’Further hikes’ to come from the RBA
The Reserve Bank of Australia (RBA) increased the cash rate to 3.35% (from 3.1%) at the February meeting, in line with the market and our expectations. The commentary in the statement however was a surprise, with the RBA kicking the year off more aggressively than expected.
We had expected the RBA would hint we are nearing the end of the hiking cycle, in a similar vein to the approach taken by the Bank of Canada. However, the board have noted they think that ‘further rate rises’ will be needed over coming months.
The economic data since the RBA last met has been mild to disappointing. The Citi Economic Surprise Index chart below, shows how economic data has come in relative to economist expectations. A reading below 0 indicates that data surprised to the downside, and vice versa.
Source: Refinitiv Datastream, 4 Feb 2023
The labour market is tight, but outlook is softening
The labour market remains very tight, with the unemployment rate at 3.4%. However, forward looking indicators are showing that labour demand continues to cool – the most recent NAB Business Survey has come back quite sharply from the highs observed through the middle of 2022.
Source: Refinitiv Datastream, 24 January 2023
On the supply side, net migration has rebounded in a very strong way and is likely to remain this way through 2023. These two factors are likely to alleviate some of the tightness in the labour market and reduce the pressure on wage growth. In fact, the RBA themselves are forecasting that the unemployment rate will rise from 3.4% to 3.75% by the end of this year. Indeed, we have already seen a decline in the percentage of people reporting a pay increase through the December quarter.
Source: Refinitiv Datastream, 19 January 2023
Source: Refinitiv Datastream, 15 December 2022
Household spending continues to soften
One of the key uncertainties for the RBA this year is the response from households to higher interest rates and higher spending. There is a very large portion of fixed rate mortgages that are due to expire this year, and for these households it is going to lead to a significant increase in mortgage repayments – thus leading to a reduction in disposable income. We can see the hit to household finances from the interest rates and inflation to date through the Westpac Consumer Confidence which surveys current family finances. A reading below 100 indicates net pessimism – the most recent reading was at 70.
Source: Refinitiv Datastream, 17 January 2023
The December retail sales print was also very negative. However, we would like to see another month of data to get a clearer reading as we suspect there are some issues with adjusting the data seasonally. This is being driven by more money being spent in November during Black Friday sales, and this is causing a complication with the data.
Inflation is still too hot, but is going to come down
The December quarter inflation print was higher than expected and was the catalyst for the RBA’s more aggressive tone. There are certain parts of the inflation basket that will remain elevated for longer, particularly rent prices, given the increase in immigration and limited supply (especially in major cities). However, the durable goods piece and other services are likely to come down over the year and this will mean that overall inflation will move in the right direction for the RBA albeit still above the target. More importantly, medium-term inflation expectations remain well-anchored to the RBA’s inflation target, which minimises the potential for a sustained inflation outbreak.

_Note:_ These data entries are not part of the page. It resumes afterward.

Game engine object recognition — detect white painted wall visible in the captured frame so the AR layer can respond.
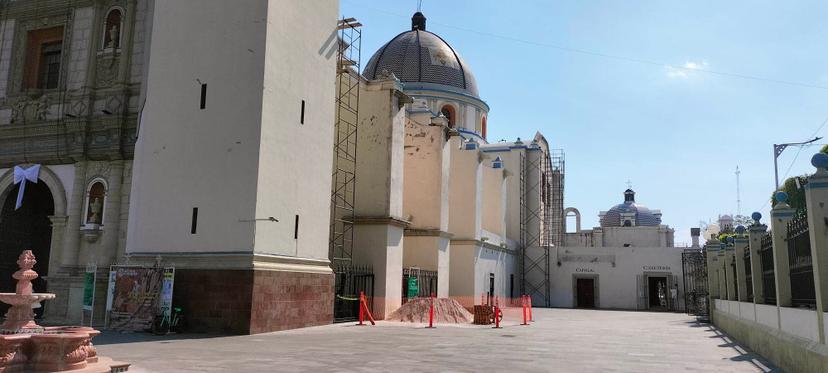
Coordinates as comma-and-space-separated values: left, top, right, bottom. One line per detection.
251, 0, 339, 259
548, 247, 684, 309
483, 167, 506, 236
472, 247, 520, 304
403, 116, 451, 231
449, 136, 485, 239
756, 304, 779, 329
779, 307, 819, 342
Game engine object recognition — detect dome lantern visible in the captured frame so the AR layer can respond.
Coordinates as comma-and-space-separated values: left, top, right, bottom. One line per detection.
411, 12, 426, 31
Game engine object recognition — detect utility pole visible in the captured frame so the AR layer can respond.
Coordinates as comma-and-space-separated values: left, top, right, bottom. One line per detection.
773, 137, 822, 190
736, 166, 742, 216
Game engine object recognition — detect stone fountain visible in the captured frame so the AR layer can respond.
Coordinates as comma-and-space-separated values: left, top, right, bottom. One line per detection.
0, 250, 129, 373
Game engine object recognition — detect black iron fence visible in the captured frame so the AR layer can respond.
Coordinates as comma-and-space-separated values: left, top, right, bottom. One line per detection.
333, 265, 374, 322
402, 268, 437, 304
787, 210, 816, 307
759, 232, 776, 305
744, 248, 753, 302
681, 250, 710, 318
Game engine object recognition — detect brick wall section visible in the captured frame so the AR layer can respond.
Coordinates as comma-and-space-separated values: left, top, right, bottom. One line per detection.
250, 271, 334, 334
173, 269, 253, 334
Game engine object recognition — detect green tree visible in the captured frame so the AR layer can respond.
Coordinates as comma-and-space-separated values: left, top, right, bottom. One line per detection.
771, 175, 808, 210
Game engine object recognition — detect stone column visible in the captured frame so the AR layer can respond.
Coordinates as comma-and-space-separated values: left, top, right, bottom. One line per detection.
733, 230, 753, 302
805, 153, 828, 344
100, 161, 124, 266
47, 216, 69, 276
61, 161, 87, 267
704, 241, 719, 303
771, 192, 795, 307
748, 219, 768, 304
724, 244, 738, 300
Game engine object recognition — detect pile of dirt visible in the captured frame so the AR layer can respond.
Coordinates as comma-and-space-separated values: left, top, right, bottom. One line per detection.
387, 298, 474, 324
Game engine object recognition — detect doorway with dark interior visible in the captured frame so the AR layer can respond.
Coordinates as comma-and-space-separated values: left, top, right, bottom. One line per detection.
575, 278, 595, 308
647, 276, 670, 311
0, 181, 55, 318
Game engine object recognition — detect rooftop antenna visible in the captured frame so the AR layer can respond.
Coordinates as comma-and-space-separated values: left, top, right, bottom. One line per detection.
736, 166, 742, 216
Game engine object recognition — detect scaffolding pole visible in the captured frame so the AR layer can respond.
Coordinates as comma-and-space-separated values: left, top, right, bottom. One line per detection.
520, 147, 564, 307
328, 18, 362, 267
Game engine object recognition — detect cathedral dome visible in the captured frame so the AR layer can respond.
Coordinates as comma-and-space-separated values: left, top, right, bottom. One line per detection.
363, 12, 480, 99
601, 189, 661, 227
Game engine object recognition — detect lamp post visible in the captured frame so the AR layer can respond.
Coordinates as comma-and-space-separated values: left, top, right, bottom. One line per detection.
773, 137, 822, 190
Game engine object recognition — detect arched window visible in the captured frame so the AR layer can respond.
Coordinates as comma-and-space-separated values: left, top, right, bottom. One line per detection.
440, 105, 457, 128
84, 179, 106, 227
480, 117, 486, 140
103, 8, 123, 49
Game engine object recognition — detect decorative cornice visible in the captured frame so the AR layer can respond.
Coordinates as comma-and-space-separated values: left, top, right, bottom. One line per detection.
127, 251, 332, 273
403, 228, 454, 239
354, 216, 411, 229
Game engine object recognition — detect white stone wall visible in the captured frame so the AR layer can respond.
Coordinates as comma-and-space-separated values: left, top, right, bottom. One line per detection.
256, 0, 339, 259
66, 7, 98, 90
548, 247, 684, 309
449, 136, 483, 239
127, 0, 268, 253
130, 0, 149, 84
0, 19, 16, 99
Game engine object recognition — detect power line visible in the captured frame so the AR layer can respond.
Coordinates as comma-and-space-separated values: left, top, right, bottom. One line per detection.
348, 0, 828, 90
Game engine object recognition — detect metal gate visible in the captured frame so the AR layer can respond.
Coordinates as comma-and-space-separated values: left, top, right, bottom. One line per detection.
402, 268, 437, 304
681, 250, 710, 319
334, 265, 374, 322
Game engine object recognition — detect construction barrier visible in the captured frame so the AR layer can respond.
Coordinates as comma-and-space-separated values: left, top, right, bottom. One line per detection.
493, 297, 501, 329
357, 291, 377, 325
428, 293, 434, 329
520, 295, 529, 325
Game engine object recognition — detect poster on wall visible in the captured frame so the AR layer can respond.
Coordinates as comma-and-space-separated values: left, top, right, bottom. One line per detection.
158, 268, 175, 317
107, 266, 172, 331
83, 272, 95, 311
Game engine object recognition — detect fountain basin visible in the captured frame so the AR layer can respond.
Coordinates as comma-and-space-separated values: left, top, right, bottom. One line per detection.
0, 293, 55, 306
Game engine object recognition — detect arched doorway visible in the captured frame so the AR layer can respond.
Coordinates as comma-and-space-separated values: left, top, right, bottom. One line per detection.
0, 180, 55, 317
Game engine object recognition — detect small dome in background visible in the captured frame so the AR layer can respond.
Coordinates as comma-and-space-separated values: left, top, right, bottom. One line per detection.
601, 189, 661, 227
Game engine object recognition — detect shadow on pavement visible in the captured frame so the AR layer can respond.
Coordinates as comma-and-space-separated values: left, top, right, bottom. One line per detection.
93, 330, 226, 346
687, 321, 784, 373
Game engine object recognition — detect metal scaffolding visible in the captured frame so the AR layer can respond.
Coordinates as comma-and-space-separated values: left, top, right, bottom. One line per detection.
546, 149, 566, 247
520, 148, 564, 307
329, 18, 362, 267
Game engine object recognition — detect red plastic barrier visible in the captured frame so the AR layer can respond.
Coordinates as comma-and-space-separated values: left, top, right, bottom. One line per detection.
520, 295, 529, 325
428, 293, 434, 329
493, 297, 500, 329
357, 291, 377, 325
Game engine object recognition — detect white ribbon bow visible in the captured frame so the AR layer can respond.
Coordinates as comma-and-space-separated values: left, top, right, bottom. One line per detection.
14, 164, 40, 210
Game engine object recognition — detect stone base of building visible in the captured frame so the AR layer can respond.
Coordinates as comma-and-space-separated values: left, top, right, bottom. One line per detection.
173, 269, 334, 334
713, 309, 828, 373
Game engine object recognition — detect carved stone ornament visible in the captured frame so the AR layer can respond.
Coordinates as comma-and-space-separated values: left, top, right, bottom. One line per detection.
11, 95, 51, 123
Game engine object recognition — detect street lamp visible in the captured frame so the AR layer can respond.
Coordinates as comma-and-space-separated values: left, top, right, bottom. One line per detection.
773, 137, 822, 190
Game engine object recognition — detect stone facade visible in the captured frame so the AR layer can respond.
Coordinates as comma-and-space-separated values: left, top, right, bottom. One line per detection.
168, 270, 333, 334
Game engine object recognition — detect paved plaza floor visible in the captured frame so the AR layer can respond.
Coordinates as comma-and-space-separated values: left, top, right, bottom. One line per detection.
96, 309, 778, 373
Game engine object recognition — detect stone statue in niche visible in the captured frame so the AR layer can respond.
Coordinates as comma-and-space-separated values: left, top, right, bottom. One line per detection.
106, 25, 120, 49
10, 95, 49, 123
86, 197, 103, 225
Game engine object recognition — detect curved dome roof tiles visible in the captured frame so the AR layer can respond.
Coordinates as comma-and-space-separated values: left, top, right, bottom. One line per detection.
363, 12, 479, 98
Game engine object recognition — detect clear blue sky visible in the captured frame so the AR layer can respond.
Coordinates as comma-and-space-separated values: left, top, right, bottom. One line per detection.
341, 0, 828, 242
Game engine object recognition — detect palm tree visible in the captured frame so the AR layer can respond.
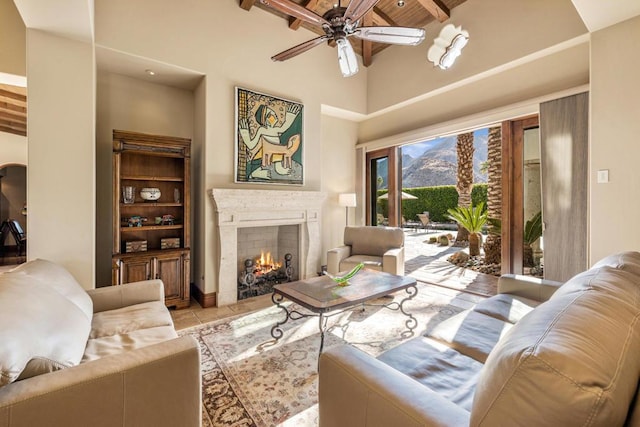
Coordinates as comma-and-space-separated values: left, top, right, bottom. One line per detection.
455, 132, 474, 246
482, 126, 502, 264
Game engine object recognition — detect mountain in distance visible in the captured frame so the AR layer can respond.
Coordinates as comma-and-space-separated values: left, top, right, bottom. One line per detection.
402, 132, 487, 188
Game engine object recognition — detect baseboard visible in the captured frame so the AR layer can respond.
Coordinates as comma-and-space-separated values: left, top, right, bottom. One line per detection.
191, 283, 217, 308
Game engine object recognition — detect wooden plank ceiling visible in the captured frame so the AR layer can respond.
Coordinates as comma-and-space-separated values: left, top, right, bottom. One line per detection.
0, 84, 27, 136
239, 0, 466, 66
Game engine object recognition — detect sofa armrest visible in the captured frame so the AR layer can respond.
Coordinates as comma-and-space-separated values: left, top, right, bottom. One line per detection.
382, 248, 404, 276
318, 345, 469, 427
87, 279, 164, 313
327, 246, 351, 274
498, 274, 563, 301
0, 337, 202, 427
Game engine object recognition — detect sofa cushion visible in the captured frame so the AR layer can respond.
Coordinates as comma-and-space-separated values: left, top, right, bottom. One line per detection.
5, 259, 93, 319
427, 310, 513, 363
591, 251, 640, 276
378, 337, 482, 411
471, 267, 640, 426
82, 301, 178, 362
344, 226, 404, 256
0, 273, 91, 386
473, 294, 540, 323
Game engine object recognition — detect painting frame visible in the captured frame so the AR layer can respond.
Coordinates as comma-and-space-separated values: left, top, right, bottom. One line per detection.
234, 86, 305, 186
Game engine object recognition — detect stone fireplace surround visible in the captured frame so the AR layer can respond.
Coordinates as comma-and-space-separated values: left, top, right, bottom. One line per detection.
209, 188, 325, 306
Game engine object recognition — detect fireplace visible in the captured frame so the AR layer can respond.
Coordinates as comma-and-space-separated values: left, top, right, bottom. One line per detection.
238, 225, 300, 300
210, 189, 325, 306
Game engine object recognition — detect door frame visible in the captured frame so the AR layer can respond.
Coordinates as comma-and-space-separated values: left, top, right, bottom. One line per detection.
501, 114, 540, 274
366, 146, 402, 227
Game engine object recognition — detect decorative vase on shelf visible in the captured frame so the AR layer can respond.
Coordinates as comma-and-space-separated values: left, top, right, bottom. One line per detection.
140, 187, 162, 201
122, 185, 136, 205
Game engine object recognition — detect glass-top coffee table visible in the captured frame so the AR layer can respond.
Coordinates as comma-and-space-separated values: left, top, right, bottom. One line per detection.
271, 269, 418, 354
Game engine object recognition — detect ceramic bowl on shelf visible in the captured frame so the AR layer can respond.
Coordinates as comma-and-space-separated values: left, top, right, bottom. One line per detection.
140, 187, 162, 201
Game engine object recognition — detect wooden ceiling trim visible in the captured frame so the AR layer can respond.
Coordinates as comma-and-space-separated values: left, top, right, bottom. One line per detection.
418, 0, 451, 22
240, 0, 256, 10
289, 0, 318, 30
0, 84, 27, 136
0, 124, 27, 136
0, 89, 27, 102
0, 101, 27, 114
0, 111, 27, 125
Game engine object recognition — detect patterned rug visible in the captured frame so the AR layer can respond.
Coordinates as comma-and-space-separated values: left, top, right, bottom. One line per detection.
180, 285, 462, 427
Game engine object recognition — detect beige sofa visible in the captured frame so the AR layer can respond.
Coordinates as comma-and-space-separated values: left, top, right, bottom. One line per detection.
327, 226, 404, 275
319, 252, 640, 427
0, 260, 202, 427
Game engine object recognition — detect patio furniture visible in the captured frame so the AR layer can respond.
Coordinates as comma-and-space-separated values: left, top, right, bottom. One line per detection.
418, 212, 431, 230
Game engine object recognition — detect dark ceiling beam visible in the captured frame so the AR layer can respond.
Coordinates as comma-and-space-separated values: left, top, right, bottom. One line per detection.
362, 12, 374, 67
418, 0, 451, 22
240, 0, 256, 10
289, 0, 318, 30
370, 7, 398, 27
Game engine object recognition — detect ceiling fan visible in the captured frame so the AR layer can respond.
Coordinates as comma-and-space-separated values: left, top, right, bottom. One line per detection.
260, 0, 425, 77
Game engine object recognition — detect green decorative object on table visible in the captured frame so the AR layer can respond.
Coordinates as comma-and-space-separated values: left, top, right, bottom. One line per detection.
327, 263, 364, 286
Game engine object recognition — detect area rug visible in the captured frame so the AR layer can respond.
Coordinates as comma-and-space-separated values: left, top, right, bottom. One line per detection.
180, 285, 462, 427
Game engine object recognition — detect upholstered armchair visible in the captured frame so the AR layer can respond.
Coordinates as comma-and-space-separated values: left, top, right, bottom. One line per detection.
327, 226, 404, 276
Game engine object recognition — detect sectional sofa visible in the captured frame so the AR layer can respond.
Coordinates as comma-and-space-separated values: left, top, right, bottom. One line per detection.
319, 252, 640, 427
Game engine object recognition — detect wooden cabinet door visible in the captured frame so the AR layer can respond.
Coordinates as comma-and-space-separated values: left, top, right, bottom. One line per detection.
120, 257, 153, 284
155, 254, 184, 299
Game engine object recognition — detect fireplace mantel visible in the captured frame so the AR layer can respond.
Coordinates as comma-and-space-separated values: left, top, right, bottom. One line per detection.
209, 188, 325, 306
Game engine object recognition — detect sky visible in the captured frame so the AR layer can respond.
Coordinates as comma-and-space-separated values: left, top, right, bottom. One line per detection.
402, 128, 489, 158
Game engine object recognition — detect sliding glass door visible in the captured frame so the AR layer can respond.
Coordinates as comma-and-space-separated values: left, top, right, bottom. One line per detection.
367, 147, 400, 227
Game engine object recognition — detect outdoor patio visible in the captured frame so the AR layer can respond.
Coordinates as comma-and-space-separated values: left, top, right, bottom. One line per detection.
404, 228, 498, 296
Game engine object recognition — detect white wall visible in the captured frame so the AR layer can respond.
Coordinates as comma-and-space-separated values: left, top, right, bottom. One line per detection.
321, 116, 363, 264
27, 29, 96, 289
0, 0, 27, 76
367, 0, 587, 113
589, 17, 640, 263
0, 132, 27, 167
96, 72, 194, 286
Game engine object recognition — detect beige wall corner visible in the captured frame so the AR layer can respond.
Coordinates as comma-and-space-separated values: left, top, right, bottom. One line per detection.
589, 17, 640, 264
27, 29, 96, 289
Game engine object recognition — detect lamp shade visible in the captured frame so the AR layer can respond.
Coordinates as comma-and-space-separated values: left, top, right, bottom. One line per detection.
338, 193, 356, 208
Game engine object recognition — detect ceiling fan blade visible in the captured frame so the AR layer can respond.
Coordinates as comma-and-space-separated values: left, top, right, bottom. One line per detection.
271, 34, 331, 61
260, 0, 331, 26
353, 27, 425, 46
336, 37, 358, 77
344, 0, 378, 22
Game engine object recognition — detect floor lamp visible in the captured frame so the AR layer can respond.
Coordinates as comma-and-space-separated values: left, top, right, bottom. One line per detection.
338, 193, 356, 225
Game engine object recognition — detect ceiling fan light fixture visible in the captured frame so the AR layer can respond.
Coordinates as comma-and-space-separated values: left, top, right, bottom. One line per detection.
355, 27, 426, 46
427, 24, 469, 70
336, 37, 358, 77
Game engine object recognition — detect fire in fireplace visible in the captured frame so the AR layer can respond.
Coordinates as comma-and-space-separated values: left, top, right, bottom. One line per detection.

Source: Refinitiv Datastream, 25 January 2023
The RBA will keep raising rates, but are likely to be more data dependent than market expects
Given the strong rhetoric from the RBA, we believe that there is likely to be at least one more rate hike which will probably arrive in March. The market is pricing that the RBA cash rate will get to 4.1% (another three 25bp hikes from here) – whilst the risks of that outcome have clearly risen given the outcome of the February meeting, , we believe the RBA will remain data dependent and that any softness in incoming data (especially on the labour market and household spending) will see a shift in tone.
The economy should weather the rate rises
We believe that the risk of a recession in Australia is lower than the major developed markets, even with this higher rate path from the RBA. Australian fixed income continues to offer attractive value in our opinion, and we believe Australian government bonds will provide diversification benefits in the face of a worse economic outcome or further equity market volatility.